Nell'ambito di questo meccanismo, prevalente in Giappone, la banca o la società finanziatrice mantiene un controllo
diretto sull'impresa finanziata, assicurandosi una protezione anche in assenza di un sistema legale efficiente. In teoria,
entrambi i modelli hanno costi e benefici. Ma in pratica quale funziona meglio?
Un recente studio del McKinsey Global Institute dimostra che la produttività del capitale investito in Giappone è del 37
% più bassa di quella negli Stati Uniti. Il motivo principale è che, lasciate in mano ai manager, le imprese giapponesi
tendono a investire troppo in capacità produttiva che poi rimane inutilizzata. Ma come possiamo essere sicuri che
questo sia dovuto al sistema finanziario? Innanzitutto lo stesso problema emerge in Germania (un Paese che segue uno
schema simile a quello giapponese) dove la produttività del capitale è del 35 % più bassa di quella americana. Secondo,
un problema analogo si riscontra anche negli Stati Uniti in quelle imprese che appartengono a un gruppo industriale e
quindi allocano le risorse "alla giapponese". Recenti studi empirici dimostrano che gli investimenti fatti all'interno del
gruppo sono meno efficienti di quelli fatti da simili imprese esposte alla pressione del mercato. Questo spiega la crisi
del modello giapponese. Ma come si spiegano i successi passati? E perché i gruppi prevalgono nella maggior parte dei
Paesi al mondo? La risposta è molto semplice. Laddove il sistema legale non protegge adeguatamente gli investitori, il
flusso di denaro alle imprese diventa scarso. In questa situazione i benefici di un gruppo (che controlla più
direttamente le risorse investite) eccedono i costi (un'allocazione inefficiente delle risorse). Questo è vero soprattutto
in un Paese in forte crescita, dove tutti i settori hanno grosse opportunità di investimento. In questo caso quanto si
investe è più importante di dove si investe.
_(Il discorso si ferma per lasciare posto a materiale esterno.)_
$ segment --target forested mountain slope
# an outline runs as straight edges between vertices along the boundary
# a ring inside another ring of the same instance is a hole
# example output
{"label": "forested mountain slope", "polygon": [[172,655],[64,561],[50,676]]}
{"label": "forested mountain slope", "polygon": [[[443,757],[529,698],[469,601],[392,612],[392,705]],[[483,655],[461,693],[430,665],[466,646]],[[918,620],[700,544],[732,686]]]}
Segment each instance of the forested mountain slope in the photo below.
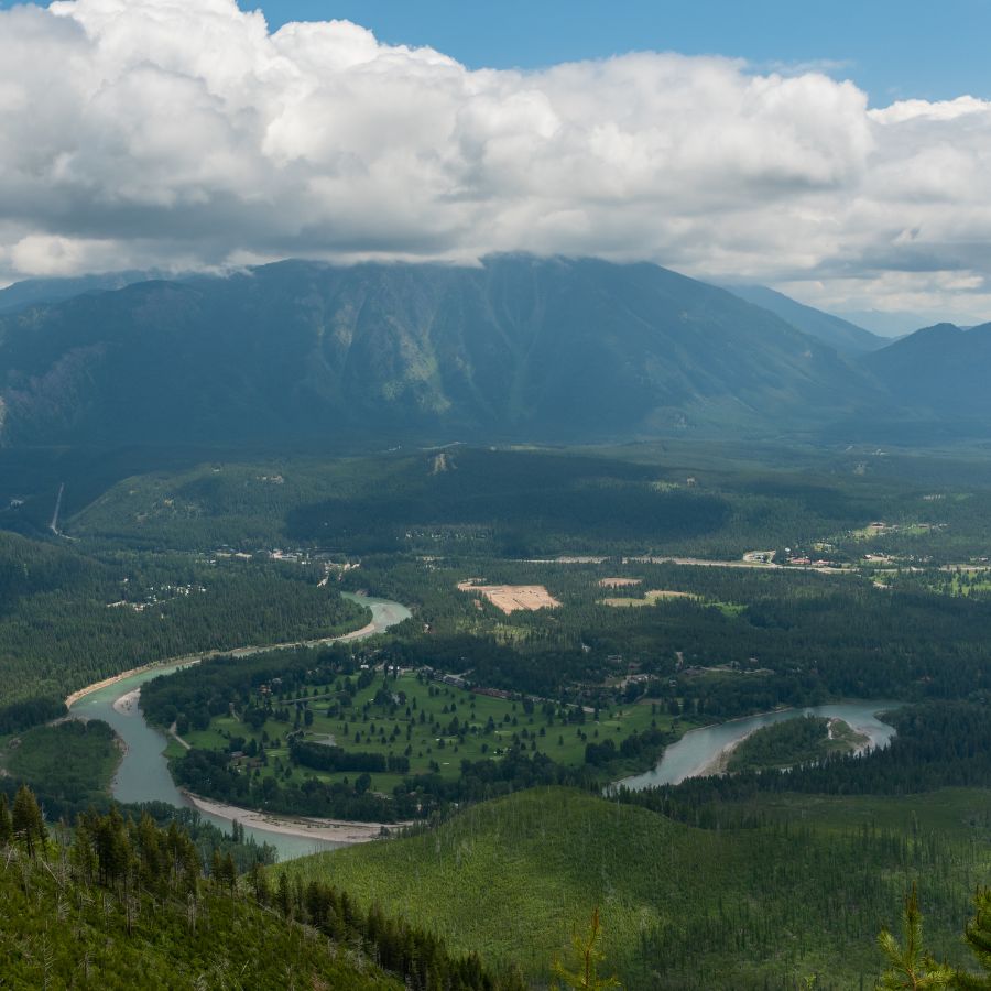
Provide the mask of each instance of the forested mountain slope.
{"label": "forested mountain slope", "polygon": [[829,347],[651,264],[284,262],[0,319],[0,443],[587,439],[875,404]]}
{"label": "forested mountain slope", "polygon": [[991,324],[936,324],[868,355],[864,366],[893,396],[944,417],[991,414]]}
{"label": "forested mountain slope", "polygon": [[[876,933],[894,926],[906,879],[921,875],[930,945],[962,960],[957,934],[980,848],[958,826],[937,840],[924,803],[910,836],[906,808],[891,808],[889,819],[906,824],[891,828],[858,802],[832,810],[821,831],[812,801],[795,810],[801,825],[697,829],[542,788],[472,806],[418,836],[273,870],[388,903],[453,948],[518,960],[536,983],[598,907],[608,971],[630,989],[672,991],[783,991],[814,973],[817,988],[872,987]],[[987,793],[945,793],[936,805],[948,803],[972,817]]]}
{"label": "forested mountain slope", "polygon": [[824,313],[814,306],[806,306],[765,285],[730,285],[727,288],[734,296],[777,314],[793,327],[818,338],[840,353],[865,355],[887,344],[883,337],[871,334],[857,324],[851,324],[831,313]]}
Ecco quindi il successo della Germania e del Giappone nel dopoguerra. Quando però l'economia di un Paese raggiunge
una fase di maturità, diventa più importante dove le risorse finanziarie vengono collocate. A questo punto l'inefficienza
dei gruppi nella scelta dei settori in cui investire diventa più costosa ed è necessario lasciare più spazio al mercato.
Questo è quello che l'Fmi ha cercato di fare in Corea, condizionando il prestito internazionale a un parziale
smantellamento dei chaebol. Il processo di trasformazione però non è facile. Perché il mercato funzioni è necessario
avere un sistema legale che protegge gli investitori. In economie dominate dai gruppi (come quella giapponese), non
solo questo non esiste, ma anche è di difficile creazione, perché i gruppi vedono (giustamente) nello sviluppo del
mercato una minaccia alla loro stessa ragion d'essere. Ricordate l'opposizione dei principali gruppi italiani a molte delle
proposte contenute nella bozza Draghi? Dalla crisi giapponese viene dunque una lezione utile per l'Italia.